It is a question whether merely "watching a lease," while plaintiff was doing work for other people, as the court found and the evidence shows plaintiff was doing from September 23, or at least from December 18, 1920, was "labor" as meant by the articles of the statute giving liens to laborers upon lands, leases, or personal property thereon, upon which they have worked.
"The word `labor' in legal parlance has a well-defined, understood, and accepted meaning. It implies continued exertion of the more onerous and inferior kind usually and chiefly consisting in the protracted exertion of muscular force. * * * In legal significance labor implies toil; exertion producing weariness; manual exertion of a toilsome nature." Bloom v. Richards, 2 Ohio State Rep. 387. Moore v. American Industrial Co., 138 N.C. 304, 50 S.E. 687.
See 16 R.C.L. § 2, pp. 412, 413, 24 Cyc. p. 808, and 2 Bouvier's Law Dictionary, 1811, for further definitions of the word in the various relations in which it may be used. Humphrey's Texas Mechanic's Lien Law defines the word as follows: "Labor as used in the statute means manual work" — referring to those articles of the statutes dealing with laborers' liens. See Jones on Liens, vol. 2, § 629, p. 864. We are of opinion that services performed by appellee from September 23, or at least from December 18, 1920, were not labor expended on the lease so as to entitle him to a lien thereon under article 5639a, supra.
The above discussion brings us to the question of whether, even though there were no specific assignments of error attacking the judgment against the Bell Oil Refining Company which we would be required to sustain, we ought to affirm the judgment against the Bell Oil Refining Company, or reverse the judgment and remand the cause as to all parties appellant. Where the rights of one party appellant are dependent upon those of another, the appellate court will treat the judgment appealed from as an entirety, and, where a reversal is required as to one party, it will reverse the judgment as a whole. Ferguson v. Dickinson (Tex. Civ. App.) 138 S.W. 221; Hamilton v. Prescott, 73 Tex. 565,11 S.W. 548.

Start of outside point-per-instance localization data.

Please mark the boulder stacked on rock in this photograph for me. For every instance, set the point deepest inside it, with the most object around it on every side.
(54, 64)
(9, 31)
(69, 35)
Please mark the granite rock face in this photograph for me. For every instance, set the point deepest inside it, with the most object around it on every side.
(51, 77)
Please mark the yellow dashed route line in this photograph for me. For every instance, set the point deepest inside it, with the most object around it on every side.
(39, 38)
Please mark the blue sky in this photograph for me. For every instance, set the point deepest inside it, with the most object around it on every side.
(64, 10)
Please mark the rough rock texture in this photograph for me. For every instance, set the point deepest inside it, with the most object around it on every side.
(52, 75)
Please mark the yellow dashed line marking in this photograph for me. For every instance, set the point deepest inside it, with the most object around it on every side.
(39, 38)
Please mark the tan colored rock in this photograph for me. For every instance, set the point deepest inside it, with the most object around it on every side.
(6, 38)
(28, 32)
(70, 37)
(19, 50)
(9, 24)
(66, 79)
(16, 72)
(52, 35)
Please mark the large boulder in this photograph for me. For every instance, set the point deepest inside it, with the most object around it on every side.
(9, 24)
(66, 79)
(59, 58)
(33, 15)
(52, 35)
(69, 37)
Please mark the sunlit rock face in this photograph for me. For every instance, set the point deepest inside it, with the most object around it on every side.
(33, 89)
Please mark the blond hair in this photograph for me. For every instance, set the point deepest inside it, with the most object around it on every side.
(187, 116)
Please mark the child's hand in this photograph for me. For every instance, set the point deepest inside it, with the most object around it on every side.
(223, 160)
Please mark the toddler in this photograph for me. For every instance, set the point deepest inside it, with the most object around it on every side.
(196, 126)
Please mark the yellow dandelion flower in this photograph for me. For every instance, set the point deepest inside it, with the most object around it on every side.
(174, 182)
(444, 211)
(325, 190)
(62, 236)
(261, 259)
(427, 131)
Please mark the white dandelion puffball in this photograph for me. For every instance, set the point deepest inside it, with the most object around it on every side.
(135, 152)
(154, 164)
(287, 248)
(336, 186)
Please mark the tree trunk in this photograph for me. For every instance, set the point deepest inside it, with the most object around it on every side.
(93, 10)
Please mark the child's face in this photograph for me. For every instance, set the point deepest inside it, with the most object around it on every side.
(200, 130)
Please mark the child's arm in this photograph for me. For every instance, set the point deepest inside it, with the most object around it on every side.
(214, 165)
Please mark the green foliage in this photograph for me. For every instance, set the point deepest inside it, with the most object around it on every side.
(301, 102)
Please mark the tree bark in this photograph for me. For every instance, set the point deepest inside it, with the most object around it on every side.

We were of the opinion on the consideration of the appellants' motion for rehearing, and are of the opinion now, that the rights of the respective parties appellant are so interwoven and dependent on each other that justice requires a reversal as to both parties.
Since we do not find that the tendered second motion for rehearing presents any new questions of law, and since we believe that our action heretofore in reversing and remanding the cause as to both appellants was justified, the motion for leave to file a second motion for rehearing is overruled.